I learned about the sale online. I was thinking about the house a few days ago and wondered if I could find it on Google Earth, but I didn’t know the address. So while talking to Dad yesterday, I asked him if he remembered the address. Of course he did; he can tell you what the temperature was on July 17, 1962. So I got on Google and looked it up.
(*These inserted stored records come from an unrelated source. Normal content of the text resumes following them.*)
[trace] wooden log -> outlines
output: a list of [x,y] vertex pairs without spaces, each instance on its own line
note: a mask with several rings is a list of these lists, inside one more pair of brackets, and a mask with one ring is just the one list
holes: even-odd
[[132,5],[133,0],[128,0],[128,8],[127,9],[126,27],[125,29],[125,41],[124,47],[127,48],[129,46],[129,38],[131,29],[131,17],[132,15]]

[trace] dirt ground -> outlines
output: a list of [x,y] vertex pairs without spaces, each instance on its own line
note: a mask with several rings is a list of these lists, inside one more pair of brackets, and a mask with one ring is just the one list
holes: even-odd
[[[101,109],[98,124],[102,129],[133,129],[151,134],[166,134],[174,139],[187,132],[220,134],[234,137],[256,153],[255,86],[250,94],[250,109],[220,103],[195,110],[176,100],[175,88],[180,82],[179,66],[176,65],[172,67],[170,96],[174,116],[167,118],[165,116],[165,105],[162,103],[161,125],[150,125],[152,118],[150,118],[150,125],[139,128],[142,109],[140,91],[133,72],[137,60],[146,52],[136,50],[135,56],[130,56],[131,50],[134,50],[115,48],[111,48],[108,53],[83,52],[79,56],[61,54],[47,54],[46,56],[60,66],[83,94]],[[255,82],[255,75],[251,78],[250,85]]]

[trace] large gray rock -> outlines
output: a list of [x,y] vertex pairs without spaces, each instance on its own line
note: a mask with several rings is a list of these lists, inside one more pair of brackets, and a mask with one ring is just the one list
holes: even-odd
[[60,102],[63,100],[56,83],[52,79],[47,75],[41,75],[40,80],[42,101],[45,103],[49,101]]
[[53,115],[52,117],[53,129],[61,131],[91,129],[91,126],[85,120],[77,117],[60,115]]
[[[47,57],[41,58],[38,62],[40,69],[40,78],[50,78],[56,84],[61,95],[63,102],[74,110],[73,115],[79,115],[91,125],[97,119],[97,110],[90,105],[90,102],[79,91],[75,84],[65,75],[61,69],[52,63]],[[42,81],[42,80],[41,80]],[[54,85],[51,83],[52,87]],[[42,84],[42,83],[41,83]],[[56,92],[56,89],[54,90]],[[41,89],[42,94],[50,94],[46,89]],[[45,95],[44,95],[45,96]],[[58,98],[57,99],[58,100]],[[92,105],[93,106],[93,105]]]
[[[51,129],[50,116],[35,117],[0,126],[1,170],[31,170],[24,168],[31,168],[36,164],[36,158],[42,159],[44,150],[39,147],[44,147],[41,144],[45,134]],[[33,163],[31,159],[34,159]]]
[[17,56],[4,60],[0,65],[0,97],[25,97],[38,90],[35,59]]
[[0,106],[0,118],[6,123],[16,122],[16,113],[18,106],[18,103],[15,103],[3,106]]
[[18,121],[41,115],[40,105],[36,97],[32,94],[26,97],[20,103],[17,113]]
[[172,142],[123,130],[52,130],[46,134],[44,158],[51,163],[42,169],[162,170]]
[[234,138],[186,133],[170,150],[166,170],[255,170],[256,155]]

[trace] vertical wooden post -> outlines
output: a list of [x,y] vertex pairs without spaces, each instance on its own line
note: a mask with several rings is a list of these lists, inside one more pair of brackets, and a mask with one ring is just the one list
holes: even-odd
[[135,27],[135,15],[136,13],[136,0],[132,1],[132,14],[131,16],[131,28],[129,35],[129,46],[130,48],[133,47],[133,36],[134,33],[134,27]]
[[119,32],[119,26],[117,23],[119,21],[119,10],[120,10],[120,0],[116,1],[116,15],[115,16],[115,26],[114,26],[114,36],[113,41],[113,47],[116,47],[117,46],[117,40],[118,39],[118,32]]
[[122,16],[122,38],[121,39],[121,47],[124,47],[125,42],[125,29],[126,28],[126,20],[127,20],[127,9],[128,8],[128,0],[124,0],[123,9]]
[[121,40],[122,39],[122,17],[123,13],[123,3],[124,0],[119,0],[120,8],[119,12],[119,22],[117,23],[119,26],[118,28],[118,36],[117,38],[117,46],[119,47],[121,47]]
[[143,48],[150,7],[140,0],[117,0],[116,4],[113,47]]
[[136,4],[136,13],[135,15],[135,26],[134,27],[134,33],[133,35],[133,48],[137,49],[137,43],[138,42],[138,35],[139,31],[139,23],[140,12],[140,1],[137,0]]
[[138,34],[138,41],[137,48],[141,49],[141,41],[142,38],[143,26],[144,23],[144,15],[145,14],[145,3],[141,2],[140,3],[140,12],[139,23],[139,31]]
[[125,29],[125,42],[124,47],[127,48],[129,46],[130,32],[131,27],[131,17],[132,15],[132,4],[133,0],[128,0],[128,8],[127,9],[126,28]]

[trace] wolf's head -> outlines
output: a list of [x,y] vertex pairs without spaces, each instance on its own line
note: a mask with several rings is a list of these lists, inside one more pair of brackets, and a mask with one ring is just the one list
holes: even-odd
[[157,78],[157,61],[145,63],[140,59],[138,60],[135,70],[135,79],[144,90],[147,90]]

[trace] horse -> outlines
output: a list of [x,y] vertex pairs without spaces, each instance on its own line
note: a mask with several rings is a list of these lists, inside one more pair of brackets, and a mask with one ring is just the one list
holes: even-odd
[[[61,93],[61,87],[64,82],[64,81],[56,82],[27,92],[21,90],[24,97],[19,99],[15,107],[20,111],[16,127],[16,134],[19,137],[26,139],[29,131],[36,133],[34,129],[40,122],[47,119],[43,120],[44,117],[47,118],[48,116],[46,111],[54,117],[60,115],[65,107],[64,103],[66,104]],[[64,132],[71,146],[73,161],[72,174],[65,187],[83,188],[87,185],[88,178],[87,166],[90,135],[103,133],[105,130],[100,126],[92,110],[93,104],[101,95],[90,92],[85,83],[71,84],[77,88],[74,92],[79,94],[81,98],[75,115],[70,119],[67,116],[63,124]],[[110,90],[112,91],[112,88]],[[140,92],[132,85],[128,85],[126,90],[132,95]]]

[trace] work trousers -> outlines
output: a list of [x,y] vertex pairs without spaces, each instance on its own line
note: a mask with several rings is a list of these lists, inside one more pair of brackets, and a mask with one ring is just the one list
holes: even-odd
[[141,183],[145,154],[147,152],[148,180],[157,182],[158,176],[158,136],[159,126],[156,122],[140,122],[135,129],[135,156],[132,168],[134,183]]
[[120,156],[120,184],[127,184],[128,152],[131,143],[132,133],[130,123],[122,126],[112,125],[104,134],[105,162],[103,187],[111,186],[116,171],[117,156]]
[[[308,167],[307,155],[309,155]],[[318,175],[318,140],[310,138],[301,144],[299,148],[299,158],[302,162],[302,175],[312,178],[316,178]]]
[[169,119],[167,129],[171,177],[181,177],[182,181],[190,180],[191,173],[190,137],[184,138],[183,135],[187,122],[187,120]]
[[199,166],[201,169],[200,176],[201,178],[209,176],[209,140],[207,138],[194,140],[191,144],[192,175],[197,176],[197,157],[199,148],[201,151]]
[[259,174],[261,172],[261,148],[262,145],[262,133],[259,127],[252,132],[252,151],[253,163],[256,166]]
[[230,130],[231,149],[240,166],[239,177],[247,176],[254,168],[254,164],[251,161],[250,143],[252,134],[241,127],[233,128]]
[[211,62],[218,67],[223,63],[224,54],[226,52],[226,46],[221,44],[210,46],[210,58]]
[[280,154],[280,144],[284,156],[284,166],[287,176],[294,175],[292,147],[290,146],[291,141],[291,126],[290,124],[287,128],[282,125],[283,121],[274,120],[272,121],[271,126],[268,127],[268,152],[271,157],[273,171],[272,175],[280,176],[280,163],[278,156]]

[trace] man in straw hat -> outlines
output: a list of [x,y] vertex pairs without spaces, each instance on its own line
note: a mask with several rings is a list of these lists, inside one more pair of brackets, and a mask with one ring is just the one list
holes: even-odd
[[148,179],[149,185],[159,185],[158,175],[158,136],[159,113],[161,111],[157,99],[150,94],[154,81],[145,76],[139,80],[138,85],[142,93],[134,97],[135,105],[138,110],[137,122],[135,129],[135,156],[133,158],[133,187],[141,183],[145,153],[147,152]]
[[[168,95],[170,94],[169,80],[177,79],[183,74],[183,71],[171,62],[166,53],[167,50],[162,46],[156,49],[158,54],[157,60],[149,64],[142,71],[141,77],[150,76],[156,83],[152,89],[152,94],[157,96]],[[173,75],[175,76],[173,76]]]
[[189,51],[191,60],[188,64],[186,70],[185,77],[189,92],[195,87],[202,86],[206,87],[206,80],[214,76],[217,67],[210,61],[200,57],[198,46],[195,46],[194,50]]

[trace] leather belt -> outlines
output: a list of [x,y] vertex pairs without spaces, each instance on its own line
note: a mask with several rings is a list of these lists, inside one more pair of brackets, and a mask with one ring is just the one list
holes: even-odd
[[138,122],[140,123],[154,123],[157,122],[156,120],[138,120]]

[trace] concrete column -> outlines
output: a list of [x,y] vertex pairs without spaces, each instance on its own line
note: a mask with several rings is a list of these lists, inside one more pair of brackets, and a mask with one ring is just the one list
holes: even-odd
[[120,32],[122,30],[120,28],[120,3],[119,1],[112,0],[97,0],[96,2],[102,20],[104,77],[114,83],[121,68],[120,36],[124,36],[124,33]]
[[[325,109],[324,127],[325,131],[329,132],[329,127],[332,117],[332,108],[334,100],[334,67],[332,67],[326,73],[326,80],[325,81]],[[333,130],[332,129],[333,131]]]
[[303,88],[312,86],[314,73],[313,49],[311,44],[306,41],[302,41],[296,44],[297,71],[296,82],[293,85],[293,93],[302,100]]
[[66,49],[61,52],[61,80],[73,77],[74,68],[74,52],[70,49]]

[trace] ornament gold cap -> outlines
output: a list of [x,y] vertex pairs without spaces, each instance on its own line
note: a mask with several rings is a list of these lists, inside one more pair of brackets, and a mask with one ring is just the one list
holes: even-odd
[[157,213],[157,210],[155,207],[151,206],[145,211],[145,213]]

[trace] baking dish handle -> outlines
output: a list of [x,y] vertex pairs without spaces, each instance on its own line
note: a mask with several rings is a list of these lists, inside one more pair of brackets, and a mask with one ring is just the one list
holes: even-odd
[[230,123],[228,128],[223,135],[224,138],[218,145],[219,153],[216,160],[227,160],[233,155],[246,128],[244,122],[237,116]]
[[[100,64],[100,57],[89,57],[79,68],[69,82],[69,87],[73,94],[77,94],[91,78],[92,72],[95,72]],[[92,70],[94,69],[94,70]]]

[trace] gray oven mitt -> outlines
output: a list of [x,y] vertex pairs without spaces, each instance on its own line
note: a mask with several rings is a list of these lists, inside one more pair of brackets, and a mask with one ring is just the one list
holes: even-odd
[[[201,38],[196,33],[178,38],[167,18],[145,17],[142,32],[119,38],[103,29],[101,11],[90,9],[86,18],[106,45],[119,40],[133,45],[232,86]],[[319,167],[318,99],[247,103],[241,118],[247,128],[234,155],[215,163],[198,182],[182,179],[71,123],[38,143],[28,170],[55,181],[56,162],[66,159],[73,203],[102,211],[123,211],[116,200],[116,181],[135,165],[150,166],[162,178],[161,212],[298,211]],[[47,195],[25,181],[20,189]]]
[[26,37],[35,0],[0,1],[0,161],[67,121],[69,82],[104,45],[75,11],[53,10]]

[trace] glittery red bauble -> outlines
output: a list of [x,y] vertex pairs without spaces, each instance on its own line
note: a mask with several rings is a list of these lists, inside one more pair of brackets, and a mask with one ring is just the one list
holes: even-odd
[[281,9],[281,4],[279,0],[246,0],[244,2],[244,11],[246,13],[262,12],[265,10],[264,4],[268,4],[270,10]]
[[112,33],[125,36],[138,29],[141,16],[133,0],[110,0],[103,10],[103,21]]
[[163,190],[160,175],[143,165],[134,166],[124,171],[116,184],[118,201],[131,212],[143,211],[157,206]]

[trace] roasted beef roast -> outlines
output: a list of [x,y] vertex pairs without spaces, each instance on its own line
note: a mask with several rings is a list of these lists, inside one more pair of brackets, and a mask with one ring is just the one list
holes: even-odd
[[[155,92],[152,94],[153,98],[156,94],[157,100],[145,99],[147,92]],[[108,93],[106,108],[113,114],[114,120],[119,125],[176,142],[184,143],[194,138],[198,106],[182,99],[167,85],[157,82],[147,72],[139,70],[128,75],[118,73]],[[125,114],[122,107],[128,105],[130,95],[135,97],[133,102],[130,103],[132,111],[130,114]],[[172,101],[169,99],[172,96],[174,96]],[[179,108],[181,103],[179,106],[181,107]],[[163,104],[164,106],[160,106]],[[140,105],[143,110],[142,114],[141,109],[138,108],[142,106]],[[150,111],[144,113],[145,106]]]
It was strange to be looking at an aerial view of a house I hadn’t been to for more than 20 years, and to immediately recognize every detail – the back patio that grandpa built, the garage we re-shingled one summer, the back yard where were I played one morning in new sandals that we had bought the day before. There was the back door – I remembered coming home from a trip to the zoo, walking in the backdoor with the family, up the stairs into the kitchen, and finding a note from my great-aunt Evelyn, grandma’s sister. She had stopped by, found grandma’s note saying that we’d gone to the zoo, and had written us a little poem about the zoo. Mom got such a kick out of that, so impressed with how funny and clever Evelyn was.
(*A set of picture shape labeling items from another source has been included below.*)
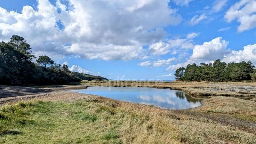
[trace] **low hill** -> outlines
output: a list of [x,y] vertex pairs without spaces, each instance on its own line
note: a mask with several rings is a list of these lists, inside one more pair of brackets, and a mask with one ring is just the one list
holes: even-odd
[[89,81],[92,80],[108,81],[108,80],[107,79],[100,76],[93,76],[89,74],[83,74],[76,72],[72,72],[72,73],[75,76],[80,78],[82,80]]

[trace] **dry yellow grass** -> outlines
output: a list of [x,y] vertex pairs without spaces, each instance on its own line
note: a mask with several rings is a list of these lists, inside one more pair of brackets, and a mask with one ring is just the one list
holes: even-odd
[[210,96],[203,101],[200,110],[240,114],[256,117],[256,102],[235,98]]

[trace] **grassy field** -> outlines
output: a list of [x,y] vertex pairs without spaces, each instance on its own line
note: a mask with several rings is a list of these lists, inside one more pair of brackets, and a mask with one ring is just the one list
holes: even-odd
[[[2,106],[0,143],[256,143],[255,134],[210,118],[192,116],[185,111],[180,114],[96,96],[72,94],[53,93],[44,98]],[[233,104],[222,105],[224,100]],[[253,107],[256,102],[250,100],[213,97],[203,104],[187,110],[241,116],[249,113],[251,117],[256,116]]]

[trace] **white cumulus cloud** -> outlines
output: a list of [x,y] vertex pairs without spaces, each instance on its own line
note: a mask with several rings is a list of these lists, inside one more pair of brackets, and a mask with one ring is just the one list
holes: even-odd
[[190,2],[194,1],[194,0],[173,0],[176,4],[181,6],[188,6]]
[[228,42],[218,37],[202,45],[196,45],[191,59],[192,60],[215,60],[221,59],[226,52]]
[[218,30],[218,32],[220,32],[222,31],[225,31],[226,30],[228,30],[231,28],[231,27],[227,27],[224,28],[220,28]]
[[154,61],[143,61],[138,64],[138,66],[141,67],[147,67],[152,65],[153,67],[159,67],[165,66],[170,64],[171,62],[175,60],[175,57],[169,59],[167,60],[158,60]]
[[168,43],[159,42],[152,44],[149,46],[148,50],[152,55],[163,55],[171,52],[170,46]]
[[143,59],[143,45],[162,41],[163,28],[182,20],[167,0],[37,1],[36,8],[25,6],[21,13],[0,7],[0,41],[19,35],[34,53],[52,57]]
[[84,69],[80,67],[79,66],[73,65],[71,68],[69,68],[69,70],[72,71],[76,71],[83,74],[91,73],[90,71]]
[[223,60],[226,62],[251,60],[256,64],[256,44],[245,46],[243,50],[232,51],[230,53],[225,55]]
[[208,18],[207,16],[205,14],[203,13],[200,16],[196,15],[193,18],[189,21],[189,24],[191,26],[194,26],[198,24],[199,22],[204,20]]

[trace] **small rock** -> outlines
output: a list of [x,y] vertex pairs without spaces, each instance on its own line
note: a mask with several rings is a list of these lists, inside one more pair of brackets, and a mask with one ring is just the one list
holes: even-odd
[[251,101],[256,102],[256,98],[251,99],[251,100],[251,100]]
The back yard looked different. I couldn’t find the big brick grill/barbeque that Grandpa had built, where I loved to climb up and sit. But of course it would be different, someone else has lived there since 1992, but I was annoyed by the changes. Even though they’ve been gone for years, it’s still my grandparents’ house. In my mind I can see all of us at the table eating cold cut sandwiches, and Grandpa on the couch with his pipe. The television belongs in the corner by the window of the front room and the piano is on the opposite wall, with a picture of my mother in a long silky dress. Little plastic soldiers and farm animals that belonged to Aaron and Barry sit on the kitchen window sill. The tile on the bathroom floor is blue and white, and there is a big old style bathtub with claw feet. I loved it. To this day I want the same kind of tub in my home.
The phone is in the dining room, and next to it is a little device that holds the receiver to make it a speaker phone. That was great when they called because we could talk to both of them at once. There’s also a hutch in the dining room with all of grandma’s knick-knacks, and a white dish always full of Brach’s candy, caramels with different fillings, coconut Neapolitans, and hard cinnamon and butterscotch candies (Courtney has the dish now; it was the one thing he asked for after Grandma passed away).
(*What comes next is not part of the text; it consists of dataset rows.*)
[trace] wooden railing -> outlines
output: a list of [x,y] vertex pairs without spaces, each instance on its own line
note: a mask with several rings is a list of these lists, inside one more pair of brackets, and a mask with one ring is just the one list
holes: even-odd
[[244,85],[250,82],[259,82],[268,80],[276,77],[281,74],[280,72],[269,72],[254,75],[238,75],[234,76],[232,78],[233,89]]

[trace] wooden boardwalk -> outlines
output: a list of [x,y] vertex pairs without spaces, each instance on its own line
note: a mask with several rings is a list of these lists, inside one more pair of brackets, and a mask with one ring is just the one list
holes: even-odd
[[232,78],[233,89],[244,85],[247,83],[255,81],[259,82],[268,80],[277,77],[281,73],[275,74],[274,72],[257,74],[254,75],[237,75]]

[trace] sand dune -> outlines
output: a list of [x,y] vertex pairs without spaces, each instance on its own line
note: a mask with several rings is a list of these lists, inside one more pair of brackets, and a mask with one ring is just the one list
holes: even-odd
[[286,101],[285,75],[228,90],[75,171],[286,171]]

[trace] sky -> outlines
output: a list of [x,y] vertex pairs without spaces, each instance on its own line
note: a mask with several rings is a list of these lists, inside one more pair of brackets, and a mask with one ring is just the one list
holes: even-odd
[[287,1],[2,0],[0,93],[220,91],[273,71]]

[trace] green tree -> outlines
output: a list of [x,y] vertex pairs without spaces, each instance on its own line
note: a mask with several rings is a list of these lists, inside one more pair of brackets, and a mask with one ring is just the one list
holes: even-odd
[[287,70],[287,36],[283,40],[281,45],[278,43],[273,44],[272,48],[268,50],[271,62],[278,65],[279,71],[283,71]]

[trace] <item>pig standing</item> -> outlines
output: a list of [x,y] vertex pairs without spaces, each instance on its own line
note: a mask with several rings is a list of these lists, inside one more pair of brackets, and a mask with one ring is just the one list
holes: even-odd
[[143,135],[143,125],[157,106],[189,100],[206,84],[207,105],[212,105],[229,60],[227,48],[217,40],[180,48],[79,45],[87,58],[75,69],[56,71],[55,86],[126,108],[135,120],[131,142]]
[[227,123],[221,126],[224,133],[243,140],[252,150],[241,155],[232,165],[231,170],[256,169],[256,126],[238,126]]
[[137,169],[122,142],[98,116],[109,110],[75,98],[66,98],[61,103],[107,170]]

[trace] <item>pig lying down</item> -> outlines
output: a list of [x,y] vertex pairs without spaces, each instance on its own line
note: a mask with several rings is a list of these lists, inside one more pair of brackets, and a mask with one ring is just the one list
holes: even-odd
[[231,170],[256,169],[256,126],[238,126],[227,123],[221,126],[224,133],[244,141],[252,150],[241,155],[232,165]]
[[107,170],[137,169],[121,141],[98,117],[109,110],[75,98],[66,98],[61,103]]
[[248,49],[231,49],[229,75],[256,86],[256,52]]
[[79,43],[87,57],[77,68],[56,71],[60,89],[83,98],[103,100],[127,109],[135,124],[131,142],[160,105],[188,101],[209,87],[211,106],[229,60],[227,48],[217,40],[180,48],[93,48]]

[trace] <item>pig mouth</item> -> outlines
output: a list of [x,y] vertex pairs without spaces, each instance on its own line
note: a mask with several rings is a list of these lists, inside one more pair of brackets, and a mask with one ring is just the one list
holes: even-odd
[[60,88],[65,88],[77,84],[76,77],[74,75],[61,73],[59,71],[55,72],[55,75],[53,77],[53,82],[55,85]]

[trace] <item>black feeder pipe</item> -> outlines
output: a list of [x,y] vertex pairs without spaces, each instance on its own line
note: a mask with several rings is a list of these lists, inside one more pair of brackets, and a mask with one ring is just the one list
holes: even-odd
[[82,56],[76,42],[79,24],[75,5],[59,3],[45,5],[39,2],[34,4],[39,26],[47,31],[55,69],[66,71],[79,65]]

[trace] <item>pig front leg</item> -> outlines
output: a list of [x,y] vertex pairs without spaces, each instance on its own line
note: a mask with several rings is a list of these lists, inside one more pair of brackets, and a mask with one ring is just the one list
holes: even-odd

Marla and I usually slept on cots in the living room. I could hear the cars passing on the street out front. On the farm nights are perfectly quiet. Sometimes, when I was still awake after everyone else was asleep, the silence was lonely. My little girl mind thought that I was the only person on earth. So when I was in my grandparent’s living room, I’d lie on my cot and listen to the cars. It was comforting.
The street is still there, of course, but everything, everyone else is gone. We’ve grown up and spread ourselves all over the country. After looking at the house on Google Earth, I did a random search of the address and found that it is currently listed for sale. So, even the woman who bought the house from Grandma is moving on. The listing said that the house was built in 1928. Mom thinks that her parents bought it in the late 1930s, 38 or 39. They raised their two girls, saw them move to Illinois and Minnesota, had their empty nest years, entertained grandchildren, and lived together until grandpa died in 1983. Then grandma took care of her home until 1992 when she realized that she couldn’t do it by herself anymore. For more than 50 years that house saw a family, in a home, living their lives. It held so much life, and all that life came back to me yesterday. It’s sad to think of strangers living there now, but that’s life, too, isn’t it, thing’s change. Still, the influence of those places stays with us, and more so the people. They make us who we are. That little house will always be a part of me, and I will hold it dear.
2 comments:
Just buy the house ;)
Hi Angie!
I hadn't checked in on your blog in awhile so I just read this entry and had to leave a comment to tell you how much I liked it. Very well written - personal yet universal. I always think it's weird driving by my Grandma's old place in Ashby. I haven't been in it since the auction sale after she died almost 20 years ago, and there have been several owners since then I think. It's funny to think there's probably a TV in the living room and beer in the fridge, neither of which would have been there when my Grandma lived there! I can still remember exactly how each room looked.
Anyway, great job on this post! Hope all is well!